How risky do you want your investment portfolio to be? The answer to this question should be determined by various factors, such as your financial situation, your plans and your personal preferences.


risk toleranceGenerally speaking, investments that are lowed low-risk by the market will have a low yield. This is why there is a trade off between esteemed risk and esteemed reward. For instance, simply putting your money into a bank account in a stable country is considered low risk, but you will be hard pressed to find any bank willing to pay you more than a meager interest on your money. Investing your money that brand new biotech start up company is considered much more risky, but you do have the chance of a really big reward if the company becomes successful.

Three basic questions

Here are a few basic questions to start out with when you try to determine the best risk-reward balance for your investment portfolio.


  1. What can you afford to lose?

What would happen if you invested $20,000 in that aforementioned biotech company and lost it all? Would that mean that your entire nest egg for your imminent retirement is gone? Would it mean that you can’t help your kid with college expenses? Or would it not have any huge impact on your everyday life at all? What you can afford to lose is an important guideline when building your investment portfolio.


  1. What is your time frame for the investment portfolio?

Do you need to build an investment portfolio that starts giving you a return pretty quickly, e.g. investing in real estate and use the rent money for personal expenses? Do you want to spend 5 years saving and investing with the hope of being able to purchase your own house afterwards? Or are you a 35 year old looking to put away money for your retirement?


A common advise is to allow for higher risk when your time frame is long, and lower risk when the time frame is short. If you are saving towards retirement, you can take higher risks when you are 35 years old than when you are 60 years old, because 35 year old you have more time left to rebound from losses and build up the investment portfolio again.


As you can see, it is about time frame rather than age. Do not fall into the trap of thinking that young age = risk risk and old age = low risk. There are definitely situations where a young person should go with low risk investments, while the 65 year old who expects to live for 20+ more years should go with a riskier portfolio.


  1. How do you feel when you do something that is financially risky?

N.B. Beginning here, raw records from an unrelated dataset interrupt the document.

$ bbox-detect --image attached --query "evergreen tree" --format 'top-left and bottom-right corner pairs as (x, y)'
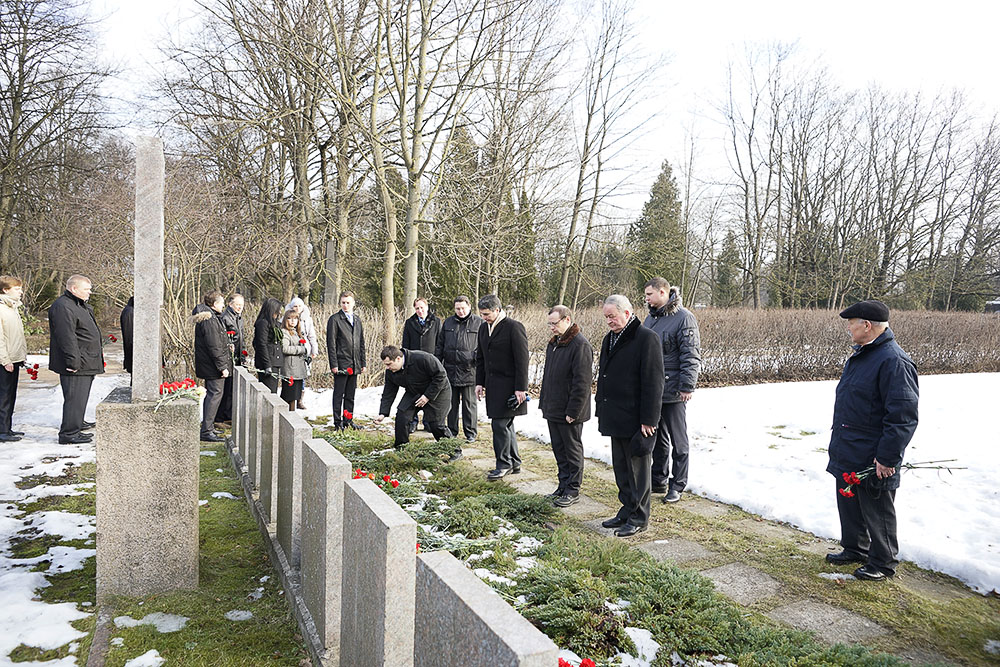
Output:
(631, 160), (687, 289)
(714, 229), (742, 307)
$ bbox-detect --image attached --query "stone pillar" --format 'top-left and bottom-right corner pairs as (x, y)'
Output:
(96, 387), (200, 600)
(234, 366), (253, 461)
(132, 136), (164, 401)
(276, 411), (311, 570)
(247, 381), (265, 489)
(301, 439), (351, 662)
(259, 392), (287, 524)
(340, 479), (416, 666)
(415, 551), (559, 666)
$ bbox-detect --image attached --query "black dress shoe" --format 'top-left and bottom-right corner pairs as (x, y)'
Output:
(663, 490), (682, 503)
(553, 494), (580, 508)
(486, 468), (511, 480)
(545, 488), (564, 500)
(447, 449), (463, 462)
(9, 430), (24, 436)
(200, 434), (225, 443)
(510, 466), (521, 474)
(58, 435), (91, 445)
(0, 433), (22, 442)
(615, 524), (647, 538)
(853, 564), (891, 581)
(81, 420), (96, 430)
(601, 517), (626, 529)
(651, 484), (667, 494)
(825, 551), (866, 566)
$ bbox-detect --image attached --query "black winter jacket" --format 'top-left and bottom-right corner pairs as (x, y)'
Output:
(222, 306), (246, 366)
(642, 287), (701, 403)
(48, 291), (105, 375)
(326, 310), (366, 371)
(475, 315), (529, 418)
(120, 297), (134, 374)
(401, 313), (440, 354)
(192, 304), (232, 380)
(253, 317), (282, 371)
(826, 328), (919, 490)
(539, 324), (593, 423)
(379, 350), (452, 416)
(595, 317), (664, 438)
(435, 313), (483, 386)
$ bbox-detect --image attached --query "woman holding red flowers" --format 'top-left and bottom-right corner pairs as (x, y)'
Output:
(0, 276), (27, 442)
(279, 308), (309, 411)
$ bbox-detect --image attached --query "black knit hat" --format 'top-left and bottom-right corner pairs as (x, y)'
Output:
(839, 300), (889, 322)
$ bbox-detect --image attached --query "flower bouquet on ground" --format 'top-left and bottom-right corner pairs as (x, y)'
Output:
(155, 377), (206, 411)
(839, 459), (965, 498)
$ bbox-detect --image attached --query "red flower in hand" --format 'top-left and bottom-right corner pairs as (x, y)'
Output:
(343, 410), (353, 420)
(580, 660), (597, 667)
(345, 367), (354, 375)
(849, 471), (861, 485)
(109, 334), (118, 342)
(226, 330), (236, 335)
(299, 338), (307, 345)
(241, 350), (248, 356)
(838, 487), (855, 498)
(288, 378), (294, 386)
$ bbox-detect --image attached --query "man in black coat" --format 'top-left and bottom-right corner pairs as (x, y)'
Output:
(326, 291), (366, 430)
(435, 295), (483, 450)
(595, 294), (664, 537)
(191, 290), (232, 442)
(475, 294), (529, 480)
(217, 293), (246, 422)
(401, 296), (441, 433)
(825, 300), (919, 582)
(642, 277), (701, 503)
(539, 305), (593, 507)
(374, 346), (453, 447)
(120, 296), (134, 376)
(48, 275), (105, 445)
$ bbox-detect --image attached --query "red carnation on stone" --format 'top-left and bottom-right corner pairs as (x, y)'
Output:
(579, 660), (596, 667)
(33, 364), (39, 369)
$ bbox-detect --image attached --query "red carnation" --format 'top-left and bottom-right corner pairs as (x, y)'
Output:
(838, 488), (855, 498)
(391, 479), (400, 488)
(383, 474), (391, 482)
(343, 410), (353, 420)
(226, 330), (235, 335)
(416, 542), (421, 553)
(33, 364), (39, 369)
(346, 367), (354, 375)
(109, 334), (118, 342)
(299, 338), (306, 344)
(580, 660), (597, 667)
(288, 378), (294, 386)
(241, 350), (248, 356)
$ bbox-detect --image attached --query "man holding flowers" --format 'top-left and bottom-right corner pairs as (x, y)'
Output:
(826, 300), (919, 581)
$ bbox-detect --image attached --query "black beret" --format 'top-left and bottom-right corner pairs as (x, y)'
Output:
(839, 299), (889, 321)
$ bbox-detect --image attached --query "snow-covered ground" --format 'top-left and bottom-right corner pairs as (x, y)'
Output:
(0, 356), (128, 666)
(310, 373), (1000, 595)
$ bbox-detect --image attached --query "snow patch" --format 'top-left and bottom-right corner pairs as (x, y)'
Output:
(200, 450), (217, 456)
(473, 568), (516, 586)
(616, 627), (660, 666)
(224, 610), (254, 621)
(123, 649), (165, 667)
(985, 639), (1000, 655)
(211, 492), (238, 499)
(817, 572), (856, 582)
(114, 612), (189, 633)
(110, 637), (124, 647)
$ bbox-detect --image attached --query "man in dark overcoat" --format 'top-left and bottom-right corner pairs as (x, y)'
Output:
(401, 296), (441, 433)
(48, 275), (105, 445)
(595, 294), (663, 537)
(217, 293), (246, 423)
(326, 290), (366, 430)
(435, 295), (483, 452)
(475, 294), (529, 480)
(375, 346), (453, 447)
(826, 300), (918, 581)
(120, 296), (134, 377)
(642, 277), (701, 503)
(539, 305), (593, 507)
(191, 290), (232, 442)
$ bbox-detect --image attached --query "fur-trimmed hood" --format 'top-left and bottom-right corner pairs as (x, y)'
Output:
(549, 322), (581, 347)
(649, 286), (682, 317)
(189, 303), (214, 326)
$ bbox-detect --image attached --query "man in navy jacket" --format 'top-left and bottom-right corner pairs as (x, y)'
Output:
(826, 299), (918, 581)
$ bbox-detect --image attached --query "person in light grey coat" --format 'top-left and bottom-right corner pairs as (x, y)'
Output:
(642, 277), (701, 503)
(279, 309), (309, 410)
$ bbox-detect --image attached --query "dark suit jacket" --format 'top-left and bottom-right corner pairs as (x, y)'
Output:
(401, 313), (440, 354)
(48, 291), (105, 375)
(379, 350), (452, 416)
(595, 317), (664, 438)
(475, 315), (529, 418)
(326, 310), (366, 371)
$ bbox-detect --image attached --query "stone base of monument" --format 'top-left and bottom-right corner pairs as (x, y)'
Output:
(95, 386), (200, 600)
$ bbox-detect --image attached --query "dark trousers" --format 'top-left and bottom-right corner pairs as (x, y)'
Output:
(218, 373), (234, 421)
(393, 400), (453, 447)
(59, 374), (94, 440)
(448, 384), (477, 440)
(836, 477), (899, 575)
(548, 420), (584, 496)
(332, 374), (357, 425)
(652, 401), (689, 491)
(490, 417), (520, 471)
(258, 369), (279, 393)
(611, 436), (651, 528)
(0, 362), (21, 433)
(201, 377), (225, 437)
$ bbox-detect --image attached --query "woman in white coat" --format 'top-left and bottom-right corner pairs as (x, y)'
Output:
(286, 297), (318, 409)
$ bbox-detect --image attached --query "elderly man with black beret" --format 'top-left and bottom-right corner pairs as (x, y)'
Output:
(825, 299), (919, 581)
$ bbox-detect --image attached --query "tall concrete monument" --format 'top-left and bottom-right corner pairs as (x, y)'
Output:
(96, 136), (200, 600)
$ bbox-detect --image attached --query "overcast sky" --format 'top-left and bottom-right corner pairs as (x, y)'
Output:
(89, 0), (1000, 216)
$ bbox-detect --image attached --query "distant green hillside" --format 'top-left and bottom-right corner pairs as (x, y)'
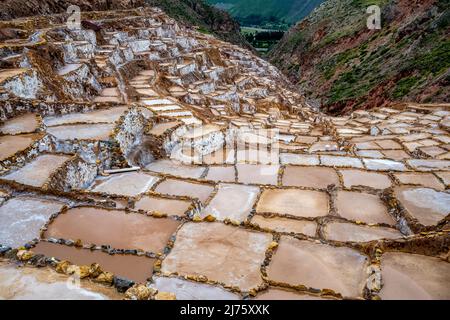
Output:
(207, 0), (325, 26)
(146, 0), (251, 48)
(269, 0), (450, 114)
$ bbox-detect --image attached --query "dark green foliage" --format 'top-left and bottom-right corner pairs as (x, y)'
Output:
(145, 0), (250, 48)
(206, 0), (325, 25)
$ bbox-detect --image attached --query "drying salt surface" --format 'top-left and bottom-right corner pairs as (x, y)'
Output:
(0, 261), (120, 300)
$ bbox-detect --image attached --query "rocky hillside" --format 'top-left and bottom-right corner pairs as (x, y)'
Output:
(0, 0), (145, 20)
(0, 0), (249, 48)
(208, 0), (325, 25)
(269, 0), (450, 115)
(147, 0), (251, 48)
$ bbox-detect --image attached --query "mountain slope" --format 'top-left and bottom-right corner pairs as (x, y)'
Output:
(208, 0), (325, 25)
(269, 0), (450, 115)
(146, 0), (251, 48)
(0, 0), (146, 20)
(0, 0), (249, 49)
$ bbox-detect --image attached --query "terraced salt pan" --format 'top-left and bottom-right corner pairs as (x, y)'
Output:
(134, 196), (192, 217)
(0, 262), (119, 300)
(160, 111), (193, 118)
(100, 88), (120, 97)
(381, 150), (410, 161)
(379, 252), (450, 300)
(340, 170), (392, 189)
(236, 164), (279, 185)
(375, 139), (402, 149)
(43, 107), (128, 126)
(324, 222), (402, 242)
(151, 276), (240, 300)
(256, 189), (329, 218)
(2, 154), (71, 187)
(320, 156), (363, 168)
(161, 223), (272, 291)
(44, 207), (180, 253)
(183, 124), (222, 140)
(0, 197), (65, 248)
(57, 64), (82, 76)
(282, 166), (339, 189)
(146, 159), (206, 178)
(236, 148), (279, 165)
(267, 237), (368, 298)
(435, 171), (450, 187)
(33, 242), (156, 283)
(407, 159), (450, 171)
(180, 117), (202, 125)
(394, 173), (444, 190)
(0, 134), (39, 160)
(148, 122), (180, 136)
(0, 113), (38, 134)
(336, 191), (394, 225)
(309, 141), (338, 153)
(205, 166), (235, 182)
(93, 96), (122, 103)
(250, 215), (317, 237)
(201, 184), (259, 222)
(47, 124), (115, 140)
(89, 172), (159, 197)
(136, 88), (158, 96)
(254, 288), (330, 300)
(155, 179), (214, 204)
(363, 159), (406, 171)
(356, 150), (384, 158)
(280, 153), (319, 166)
(394, 187), (450, 226)
(142, 99), (174, 106)
(149, 105), (181, 112)
(201, 148), (235, 165)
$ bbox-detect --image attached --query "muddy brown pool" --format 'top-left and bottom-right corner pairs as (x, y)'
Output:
(44, 207), (181, 253)
(33, 242), (155, 283)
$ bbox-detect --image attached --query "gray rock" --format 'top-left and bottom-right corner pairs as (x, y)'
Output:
(0, 245), (12, 255)
(114, 277), (135, 293)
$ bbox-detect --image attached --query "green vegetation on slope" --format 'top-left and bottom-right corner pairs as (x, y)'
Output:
(242, 28), (285, 54)
(207, 0), (325, 27)
(269, 0), (450, 114)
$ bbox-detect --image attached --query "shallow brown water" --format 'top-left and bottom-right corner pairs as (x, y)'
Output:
(44, 207), (181, 253)
(33, 242), (155, 283)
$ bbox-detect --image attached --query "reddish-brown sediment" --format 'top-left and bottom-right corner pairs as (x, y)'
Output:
(282, 166), (339, 189)
(33, 242), (155, 283)
(161, 222), (272, 291)
(134, 196), (192, 217)
(44, 207), (181, 253)
(267, 237), (368, 298)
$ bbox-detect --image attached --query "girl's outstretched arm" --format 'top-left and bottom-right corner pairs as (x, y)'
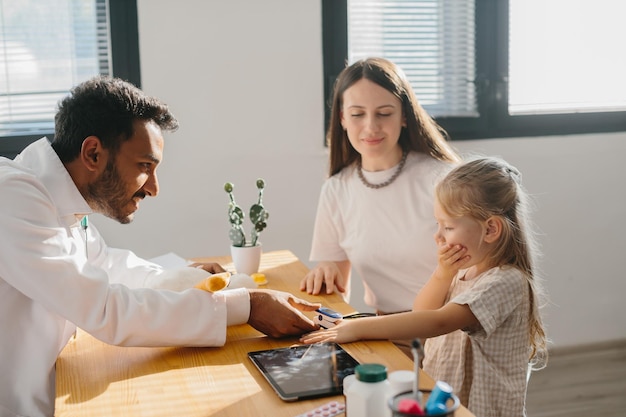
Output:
(300, 302), (479, 344)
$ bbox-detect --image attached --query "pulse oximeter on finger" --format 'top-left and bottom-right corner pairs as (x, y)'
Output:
(315, 307), (343, 329)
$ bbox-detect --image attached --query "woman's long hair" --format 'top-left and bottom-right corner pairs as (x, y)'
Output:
(326, 57), (460, 176)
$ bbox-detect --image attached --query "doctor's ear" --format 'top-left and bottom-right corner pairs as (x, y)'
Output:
(484, 216), (503, 243)
(80, 136), (104, 171)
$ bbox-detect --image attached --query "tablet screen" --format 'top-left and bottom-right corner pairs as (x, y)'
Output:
(248, 343), (359, 401)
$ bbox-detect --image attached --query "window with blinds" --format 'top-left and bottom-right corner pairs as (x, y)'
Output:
(347, 0), (476, 118)
(325, 0), (626, 139)
(0, 0), (111, 137)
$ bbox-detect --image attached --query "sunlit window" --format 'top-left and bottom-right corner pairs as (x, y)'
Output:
(509, 0), (626, 115)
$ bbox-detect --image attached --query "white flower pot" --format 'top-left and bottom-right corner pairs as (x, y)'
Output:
(230, 244), (262, 275)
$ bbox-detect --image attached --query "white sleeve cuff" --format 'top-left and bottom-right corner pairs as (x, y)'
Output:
(224, 288), (250, 326)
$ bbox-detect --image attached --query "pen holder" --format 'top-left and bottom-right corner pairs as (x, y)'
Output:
(388, 390), (460, 416)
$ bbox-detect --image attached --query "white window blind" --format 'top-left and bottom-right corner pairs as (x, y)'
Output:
(509, 0), (626, 115)
(347, 0), (477, 117)
(0, 0), (111, 136)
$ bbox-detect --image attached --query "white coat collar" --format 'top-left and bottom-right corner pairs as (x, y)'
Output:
(15, 137), (92, 227)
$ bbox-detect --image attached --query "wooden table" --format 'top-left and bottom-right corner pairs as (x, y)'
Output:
(55, 250), (474, 416)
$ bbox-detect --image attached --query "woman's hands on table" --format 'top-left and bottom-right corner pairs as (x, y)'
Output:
(299, 260), (350, 295)
(248, 289), (321, 338)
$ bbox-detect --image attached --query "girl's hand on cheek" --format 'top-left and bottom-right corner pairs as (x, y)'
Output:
(438, 244), (470, 274)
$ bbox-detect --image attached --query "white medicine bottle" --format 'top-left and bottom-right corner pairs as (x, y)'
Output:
(345, 363), (391, 417)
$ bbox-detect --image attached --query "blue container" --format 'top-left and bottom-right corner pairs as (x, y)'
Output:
(425, 381), (454, 414)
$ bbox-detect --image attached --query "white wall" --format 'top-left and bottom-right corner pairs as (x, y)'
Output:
(93, 0), (626, 349)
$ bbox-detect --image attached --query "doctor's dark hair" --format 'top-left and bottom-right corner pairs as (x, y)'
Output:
(51, 76), (179, 163)
(326, 57), (460, 176)
(435, 157), (548, 367)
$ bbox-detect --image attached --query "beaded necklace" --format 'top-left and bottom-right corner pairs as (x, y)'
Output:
(356, 150), (408, 189)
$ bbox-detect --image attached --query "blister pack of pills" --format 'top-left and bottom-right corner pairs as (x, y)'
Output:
(294, 400), (345, 417)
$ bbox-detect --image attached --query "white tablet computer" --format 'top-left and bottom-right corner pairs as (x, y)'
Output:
(247, 342), (359, 401)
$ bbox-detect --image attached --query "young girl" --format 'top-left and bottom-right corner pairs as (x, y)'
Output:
(301, 157), (548, 417)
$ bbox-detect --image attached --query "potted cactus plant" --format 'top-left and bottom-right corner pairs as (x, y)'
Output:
(224, 179), (269, 275)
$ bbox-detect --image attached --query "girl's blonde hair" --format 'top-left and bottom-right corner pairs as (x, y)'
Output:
(435, 157), (548, 367)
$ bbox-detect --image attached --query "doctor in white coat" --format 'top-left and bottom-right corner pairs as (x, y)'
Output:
(0, 76), (319, 417)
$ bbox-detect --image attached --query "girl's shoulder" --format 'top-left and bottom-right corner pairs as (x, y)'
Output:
(478, 266), (529, 292)
(451, 266), (529, 315)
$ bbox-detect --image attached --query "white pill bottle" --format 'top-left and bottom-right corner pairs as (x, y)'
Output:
(345, 363), (391, 417)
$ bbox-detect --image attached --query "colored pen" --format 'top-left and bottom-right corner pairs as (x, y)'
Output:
(81, 215), (88, 258)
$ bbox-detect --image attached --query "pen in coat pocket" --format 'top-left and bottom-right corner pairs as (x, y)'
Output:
(81, 215), (88, 258)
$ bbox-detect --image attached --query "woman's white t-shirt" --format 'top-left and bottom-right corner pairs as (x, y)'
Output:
(310, 152), (454, 313)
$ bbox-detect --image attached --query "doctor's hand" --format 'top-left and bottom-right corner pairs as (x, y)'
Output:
(248, 289), (321, 338)
(299, 261), (348, 295)
(188, 262), (227, 274)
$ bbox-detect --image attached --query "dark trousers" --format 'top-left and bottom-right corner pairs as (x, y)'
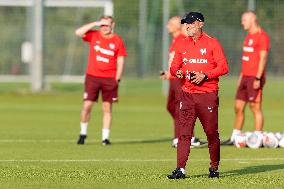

Some people love taking pretty big financial risks, while others do not cope well with the uncertainty. We are all different, and this should be taken into account when you build your investment portfolio. Also, life events can make us change – you may be more adverse to risk now when you are a parent responsible for two minors, than when you were a single 25 year old with only yourself to worry about.


Your emotional ability to handle risk is important. Your investment portfolio shouldn’t be something that gives you anxiety attacks. If you notice that you are so uncomfortable with the level of risk of your current portfolio that it interferes with your life and well being, change it to better accommodate your personal preferences.

Compensate for risk tolerance

  • A daredevil that loves the thrill of taking high risks may need to compensate by actively brining the risk level down for his or her investment portfolio. Otherwise, you might end up taking risks for the sake of taking risks, and not because it is a sound investment choice.
  • If your risk tolerance is extremely low, this can also be a problem. Investing always comes with a certain amount of risk, and even keeping your assets hidden away in a safety deposit box isn’t 100% risk free. Being overly risk averse can actually be a risk in itself, if it prevents you from growing your wealth.